High Cube Wide Turn
High Cube Wide Turn is an exhibition that consists of memories turned into sculptures from images of the neighborhood Back of the Yards. The artist is trying to produce meaning through material as an act of associating his surroundings. Materials such as tiles, bricks and wood, were collected from alleys, front yards, empty lots and abandoned houses, locating ideas of memorialization and architecture within the real.
In an effort to engage the notion of “domestic” and the paradox of stability, Jasso brings three co-existing realities that he has experienced in
his neighborhood, domestic (home), the unstable environment of displacement and homelessness, events he has witnessed year after year.
Javier Jasso is an artist born in Chicago and raised in Guadalajara, Mexico. He lives and works on the Southside of Chicago, Back of the Yards neighborhood.
Javier is a metaphorical and literal builder. Many of the materials he uses come from recycled sources such as metal, plaster, plastic concrete and wood, Through sculptures and installations, he challenges, and doubts our assumptions of space, and place.

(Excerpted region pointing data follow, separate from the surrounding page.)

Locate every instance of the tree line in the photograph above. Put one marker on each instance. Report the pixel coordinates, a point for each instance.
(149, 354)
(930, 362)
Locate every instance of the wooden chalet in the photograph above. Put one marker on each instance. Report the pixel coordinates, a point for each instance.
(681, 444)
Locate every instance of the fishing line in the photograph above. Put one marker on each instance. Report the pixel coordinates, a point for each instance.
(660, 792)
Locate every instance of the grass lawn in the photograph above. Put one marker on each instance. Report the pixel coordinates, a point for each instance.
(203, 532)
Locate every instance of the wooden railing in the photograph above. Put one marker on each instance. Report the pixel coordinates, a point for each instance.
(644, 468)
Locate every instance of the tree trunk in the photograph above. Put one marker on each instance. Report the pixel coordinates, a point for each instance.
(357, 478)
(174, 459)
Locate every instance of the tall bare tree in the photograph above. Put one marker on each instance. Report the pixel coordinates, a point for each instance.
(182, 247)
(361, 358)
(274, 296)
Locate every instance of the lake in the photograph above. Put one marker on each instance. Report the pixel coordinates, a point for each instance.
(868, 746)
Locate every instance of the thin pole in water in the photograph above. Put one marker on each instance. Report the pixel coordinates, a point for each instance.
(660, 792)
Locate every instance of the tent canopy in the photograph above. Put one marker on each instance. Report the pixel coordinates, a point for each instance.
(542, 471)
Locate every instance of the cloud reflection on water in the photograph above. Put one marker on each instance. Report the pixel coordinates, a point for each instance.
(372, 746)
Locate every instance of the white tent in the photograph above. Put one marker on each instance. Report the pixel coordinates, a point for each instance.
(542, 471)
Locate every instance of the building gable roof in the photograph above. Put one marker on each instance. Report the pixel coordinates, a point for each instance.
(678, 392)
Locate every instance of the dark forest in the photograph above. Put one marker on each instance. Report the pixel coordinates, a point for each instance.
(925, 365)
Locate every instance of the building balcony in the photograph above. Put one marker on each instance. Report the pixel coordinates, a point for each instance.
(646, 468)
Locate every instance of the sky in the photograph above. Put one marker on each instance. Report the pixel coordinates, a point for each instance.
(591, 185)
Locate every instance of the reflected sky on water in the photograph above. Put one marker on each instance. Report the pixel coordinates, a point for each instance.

He uses these materials because they produce an entry point into questions around foundation for protective structures in global society, nomadism, ideas of selfhood, origin, home and displacement. He received his BFA from The School of the Art Institute of Chicago and his MFA from The University of Illinois of Chicago. He was a fellow at the DFI where he was awarded $12,000. Javier’s exhibitions include Evanston Art Center, Humboldt Park Vocational Center, McLean County Art Center, Gallery 400, University Club Chicago, and the Sullivan Gallery. He is currently teaching Ceramics at the University of St. Francis, Joliet.